Note that we can divide the polynomial by $a$ to make the leading coefficient 1 since dividing does not change the roots or the fact that the coefficients are in an arithmetic sequence. Also, we know that there is exactly one root so this equation is must be of the form $(x-r)^2 = x^2 - 2rx + r^2$ where $1 \ge -2r \ge r^2 \ge 0$. We now use the fact that the coefficients are in an arithmetic sequence. Note that in any arithmetic sequence, the average is equal to the median.
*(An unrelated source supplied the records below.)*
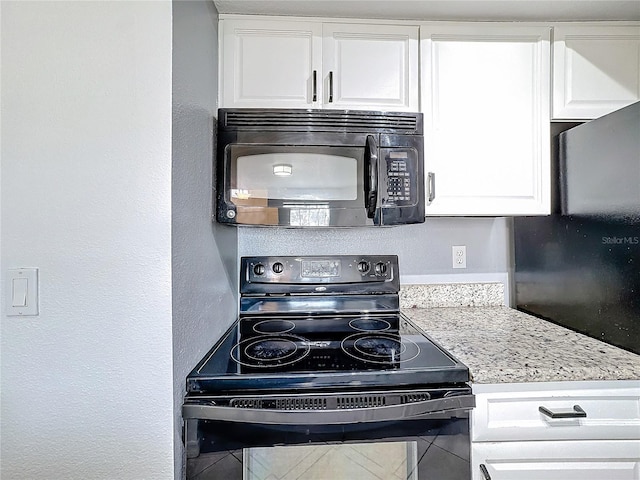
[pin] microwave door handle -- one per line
(371, 174)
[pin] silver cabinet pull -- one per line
(330, 87)
(431, 183)
(314, 87)
(577, 412)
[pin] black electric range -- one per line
(320, 342)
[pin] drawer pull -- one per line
(576, 413)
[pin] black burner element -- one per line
(385, 349)
(379, 347)
(269, 351)
(274, 326)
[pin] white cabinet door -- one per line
(485, 98)
(596, 69)
(611, 411)
(272, 64)
(372, 67)
(574, 460)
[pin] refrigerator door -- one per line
(581, 273)
(600, 166)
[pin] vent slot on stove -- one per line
(361, 402)
(329, 402)
(415, 397)
(291, 403)
(301, 404)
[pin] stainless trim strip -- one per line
(327, 417)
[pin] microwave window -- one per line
(296, 176)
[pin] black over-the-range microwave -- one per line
(319, 168)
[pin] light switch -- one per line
(22, 292)
(19, 295)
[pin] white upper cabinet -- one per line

Thus, $r^2 + 1 = -4r$ and $r = -2 \pm \sqrt{3}$. Since $1 > r^2$, we easily see that $|r|$ has to be between 1 and 0. Thus, we can eliminate $-2 - \sqrt{3}$ and are left with $\boxed{\textbf{(D)} -2 + \sqrt{3}}$ as the answer.


Solution 3

Given that $ax^2+bx+c=0$ has only 1 real root, we know that the discriminant must equal 0, or that $b^2=4ac$. Because the discriminant equals 0, we have that the root of the quadratic is $r=\frac {-b} {2a}$. We are also given that the coefficients of the quadratic are in arithmetic progression, where $a \ge b \ge c \ge 0$. Letting the arbitrary difference equal variable $d$, we have that $a=b+d$ and that $c=b-d$. Plugging those two equations into $b^2=4ac$, we have $b^2=4(b^2-d^2)=4b^2-4d^2$ which yields $3b^2=4d^2$. Isolating $d$, we have $d=\frac {b \sqrt{3}} {2}$. Substituting that in for $d$ in $a=b+d$, we get $a=b+\frac {b \sqrt{3}} {2}=b(1+\frac {\sqrt{3}} {2})$. Once again, substituting that in for $a$ in $r=\frac {-b} {2a}$, we have $r=\frac {-b} {2b(1+\frac {\sqrt{3}} {2})}=\frac {-1} {2+\sqrt {3}}=-2+\sqrt {3}$. The answer is $\boxed {D}$.


Solution 4

Let the double root be $r$. Then by the arithmetic progression and Vieta's,

\begin{aligned}a-b & =b-c\\
1-\frac{b}a & =\frac{b}a-\frac{c}a\\
1+2r & =-2r-r^2\\
r^2+4r+1 & =0\\
r & =-2\pm\sqrt{3}\end{aligned} (Error compiling LaTeX. Unknown error_msg)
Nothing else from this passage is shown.